The timing of the answer (with its notice of a defense regarding defective presentment) occurred some twenty months after the February 1, 2002, accident and just over four months prior to the end of the two-year period in which a plaintiff must submit an adequate presentment letter, thus leaving more than four months for Garcia to file a corrected presentment letter. See Vasys v. Metropolitan Dist. Commn., 387 Mass. 51, 56 (1982) (observing that if the defendant had raised the issue of defective presentment in its answer, the plaintiff would have cured the defect).
In relevant part, G. L. c. 258, § 4, inserted by St. 1978, c. 512, § 15, provides, “A civil action shall not be instituted against a public employer on a claim for damages under this chapter unless the claimant shall have first presented his claim in writing to the executive officer of such public employer within two years after the date upon which the cause of action arose, and such claim shall have been finally denied by such executive officer in writing and sent by certified or registered mail, or as otherwise provided by this section.”
Compare Baptiste v.

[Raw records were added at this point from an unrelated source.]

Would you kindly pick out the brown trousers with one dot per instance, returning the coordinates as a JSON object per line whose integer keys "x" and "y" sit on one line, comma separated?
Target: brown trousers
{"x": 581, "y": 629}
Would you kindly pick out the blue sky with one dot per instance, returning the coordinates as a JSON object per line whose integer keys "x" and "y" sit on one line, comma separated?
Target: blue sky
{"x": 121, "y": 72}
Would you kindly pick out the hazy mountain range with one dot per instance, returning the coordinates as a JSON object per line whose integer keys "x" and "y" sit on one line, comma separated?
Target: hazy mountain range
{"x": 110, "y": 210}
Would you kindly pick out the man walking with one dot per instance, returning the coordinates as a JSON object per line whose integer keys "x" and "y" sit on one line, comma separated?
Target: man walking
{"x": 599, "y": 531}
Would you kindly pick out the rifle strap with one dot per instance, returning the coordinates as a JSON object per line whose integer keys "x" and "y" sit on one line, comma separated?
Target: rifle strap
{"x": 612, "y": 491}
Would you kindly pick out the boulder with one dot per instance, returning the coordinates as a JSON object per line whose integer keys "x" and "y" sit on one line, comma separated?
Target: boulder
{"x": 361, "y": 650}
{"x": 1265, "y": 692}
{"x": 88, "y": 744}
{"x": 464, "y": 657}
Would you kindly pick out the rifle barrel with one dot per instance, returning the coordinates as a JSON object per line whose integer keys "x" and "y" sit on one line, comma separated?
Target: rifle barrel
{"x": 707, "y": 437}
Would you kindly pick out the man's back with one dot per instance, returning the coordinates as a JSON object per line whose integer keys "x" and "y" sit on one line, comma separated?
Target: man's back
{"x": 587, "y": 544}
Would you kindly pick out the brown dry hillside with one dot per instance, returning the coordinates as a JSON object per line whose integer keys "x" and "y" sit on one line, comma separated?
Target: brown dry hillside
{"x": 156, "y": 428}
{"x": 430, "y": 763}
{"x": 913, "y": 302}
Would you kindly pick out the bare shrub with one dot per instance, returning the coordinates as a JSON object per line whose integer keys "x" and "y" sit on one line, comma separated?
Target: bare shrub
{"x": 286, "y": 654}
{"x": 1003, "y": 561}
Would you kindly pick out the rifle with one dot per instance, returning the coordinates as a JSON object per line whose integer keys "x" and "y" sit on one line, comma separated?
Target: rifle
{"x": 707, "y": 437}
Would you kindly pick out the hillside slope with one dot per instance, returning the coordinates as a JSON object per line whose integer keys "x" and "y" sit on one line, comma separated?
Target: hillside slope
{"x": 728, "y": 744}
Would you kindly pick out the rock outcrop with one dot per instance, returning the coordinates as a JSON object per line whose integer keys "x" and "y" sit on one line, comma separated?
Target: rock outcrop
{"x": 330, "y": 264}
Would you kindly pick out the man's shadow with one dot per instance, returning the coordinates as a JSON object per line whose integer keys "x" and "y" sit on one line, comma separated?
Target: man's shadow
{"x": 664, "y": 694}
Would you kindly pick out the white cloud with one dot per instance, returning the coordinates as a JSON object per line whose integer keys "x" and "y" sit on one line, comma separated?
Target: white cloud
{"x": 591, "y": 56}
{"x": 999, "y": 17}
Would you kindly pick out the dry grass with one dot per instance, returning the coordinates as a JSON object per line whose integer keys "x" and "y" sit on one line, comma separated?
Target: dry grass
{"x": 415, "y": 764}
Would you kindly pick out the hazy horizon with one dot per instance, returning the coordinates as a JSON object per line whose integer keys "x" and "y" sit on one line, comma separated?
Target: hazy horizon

Sheriff of Bristol County, 35 Mass. App. Ct. 119, 127 (1993) (presentment required to be made to county commissioners). As of July 1, 1999, the government of Essex County was abolished, and the sheriff became an employee of the Commonwealth. See G. L. c. 34B, §§ 1, 12.
Holahan construed G. L. c. 258, § 4, as in effect prior to 1988, when it was amended to allow presentment to city solicitors. Compare St. 1978, c. 512, § 15, with St. 1988, c. 217.
As in Holahan v. Medford, supra, Carifio construed the requirements of G. L. c. 258, § 4, before its amendment in 1988. See note 8, supra; Carifio v. Watertown, 27 Mass. App. Ct. at 576 & nn.6, 7.
Writings may be tacked together to establish a complete presentment. Carifio v. Watertown, 27 Mass. App. Ct. at 575.
Indeed, other evidence in the record is consistent with the accident occurring without fault. “The bare fact that a motor vehicle is involved in an accident . . . does not ordinarily support a finding that its operator was negligent.” Conley v. Town Taxi, Inc., 298 Mass. 130, 132 (1937). In his presentment letters, Garcia failed to allege facts sufficient to infer negligence on the part of the driver or ECSD. See id. at 131-132 (“it is often impossible to say whether [the driver’s] specific acts or his omissions to act are negligent unless the accompanying circumstances appear”). Contrast McNally v. Union St. Ry. Co., 336 Mass. 760 (1957). Cf. Mlynarchik v. Massachusetts Bay Transp. Authy., 3 Mass. App. Ct. 35, 37 (1975), and cases cited (“mere skidding of a motor vehicle, unexplained, is not evidence of negligence”).